“When anyone tells me, that he saw a dead man restored to life, I
immediately consider with myself, whether it be more probable, that this person
should either deceive or be deceived, or that the fact, which he relates,
should have really happened”
Perkataan David Hume yang terkenal ini
mewakili pemikiran manusia yang menolak adanya kebangkitan. Apakah ada
bukti-bukti mengenai kebangkitan Yesus yang dipercaya oleh banyak pakar?
Norman
L. Geisler dan Frank Turek menuliskan dalam bukunya tentang seorang pakar
kebangkitan bernama Gary Habermas yang mengumpulkan 1400 buku dari tahun 1975
sd 2003 mengenai karya pakar yang paling kritis mengenai kebangkitan. Para pakar
itu sepakat 12 poin mengenai Yesus dan kekristenan sebagai fakta yang benar-benar
terjadi: Pertama, Yesus mati karena
penyaliban Romawi. Kedua, Yesus
dikuburkan. Ketiga, para murid
kecewa, kehilangan semangat. Keempat,
kubur Yesus ditemukan kosong. Kelima,
Para murid meyakini penampakan Yesus yang bangkit. Keenam, kehidupan para murid berubah bahkan rela mati demi iman
mereka. Ketujuh, kebangkitan Yesus diberitakan
sejak awal gereja. Kedelapan,
kesaksian para murid dilakukan di Yerusalem tempat Yesus disalib dan
dikuburkan. Kesembilan, pesan Injil
berpusat pada kematian dan kebangkitan Yesus. Kesepuluh, hari Minggu menjadi hari yang penting untuk bersekutu
dan beribadah. Kesebelas, Yakobus
saudara Yesus yang skeptic berubah setelah melihat Yesus yang bangkit. Keduabelas, musuh Kristen yaitu Paulus
menjadi orang percaya setelah melihat Yesus. (2)
Gary
Habermas dan Licona menuliskan bukti kebangkitan Yesus dengan “pendekatan fakta
minimal” (minimal facts approach).
Pendekatan ini mempergunakan fakta yang didukung oleh banyak bahan bukti.

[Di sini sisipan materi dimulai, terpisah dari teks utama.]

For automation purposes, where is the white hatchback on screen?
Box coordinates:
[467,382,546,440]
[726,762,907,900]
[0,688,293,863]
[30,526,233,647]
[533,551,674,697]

Kemudian fakta yang ada itu diterima oleh hampir setiap pakar. Kelebihan
pendekatan ini adalah menghindari banyak perdebatan soal pengilhaman Alkitab.

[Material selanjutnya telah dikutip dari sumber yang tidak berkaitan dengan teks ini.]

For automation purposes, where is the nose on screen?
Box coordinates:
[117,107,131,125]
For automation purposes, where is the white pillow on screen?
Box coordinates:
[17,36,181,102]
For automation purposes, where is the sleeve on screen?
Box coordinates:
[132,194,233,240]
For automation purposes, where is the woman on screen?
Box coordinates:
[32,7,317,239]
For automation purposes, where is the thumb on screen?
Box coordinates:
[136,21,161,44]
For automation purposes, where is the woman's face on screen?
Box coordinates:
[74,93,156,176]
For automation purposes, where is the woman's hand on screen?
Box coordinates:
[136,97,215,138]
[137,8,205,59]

Kerap kali keberatan beralih kepada “Alkitab yang mengandung banyak
kekeliruan”. Melalui pendekatan ini, hanya diberikan fakta-fakta yang diterima oleh
banyak pakar, bahkan yang skeptic sekalipun. Licona meringkas 12 fakta diatas
menjadi 5 fakta, yaitu: Pertama,
Yesus mati disalib. Kedua, Para murid
Yesus percaya bahwa Ia bangkit dan menampakkan diri-Nya kepada mereka. Ketiga, Paulus penganiaya gereja
diubahkan tiba-tiba. Keempat, Yakobus
saudara Yesus yang skeptik tiba-tiba diubahkan. Kelima, Makam itu kosong. (3)
Dari
tulisan diatas, dapat ditarik kesimpulan bahwa cukup banyak bukti yang diakui
oleh para pakar dibidang historis, filosopy dan teologi. Cukup banyak dalam
arti dibandingkan dengan teori lain yang menolak kebangkitan Yesus. Misalnya
saja orang berkata bahwa Yesus tidak benar-benar bangkit, tapi murid-murid
hanya berhalusinasi. Maka, teori ini harus membuktikan dengan memberikan
fakta-fakta sejarah yang mendukung hal tersebut. Bagaimana mungkin Paulus yang
merupakan musuh Kristen bisa berhalusinasi bertemu dengan Yesus? Bukankah
halusinasi dikarenakan adanya keinginan yang kuat untuk bertemu dengan
seseorang yang dirindukannya? Tetapi Paulus pada saat itu musuh Kristen. Tentu
fakta-fakta yang ada tidak mendukung teori tersebut. Keduabelas fakta Habermas
yang diakui oleh para pakar, bisa menyandingkan antara teori halusinasi dengan
teori kebangkitan Yesus. Kita tentu segera mengetahui mana yang lebih dapat
diterima akal.
Pemikiran yang berkembang: Apakah manfaatnya kebangkitan Yesus itu? Kenapa
kebangkitan Yesus harus menjadi pusat dari Injil itu sendiri? Bukankah Injil
dalam arti kematian Kristus sudah cukup untuk mempertobatkan orang lain? Kenapa
perlu dengan berita kebangkitan Yesus?
----------------------
Referensi
(1) Mike Licona, The Resurrection of Jesus: A New Historiographical Approach (Downers Grove, Ill.: IVP Academic, ©2010), 19.
(2)
Norman L. Geisler and
Frank Turek, I Don't Have Enough Faith to Be an Atheist (Wheaton,
Ill.: Crossway Books, ©2004), 335-6. (edisi bahasa Indonesia).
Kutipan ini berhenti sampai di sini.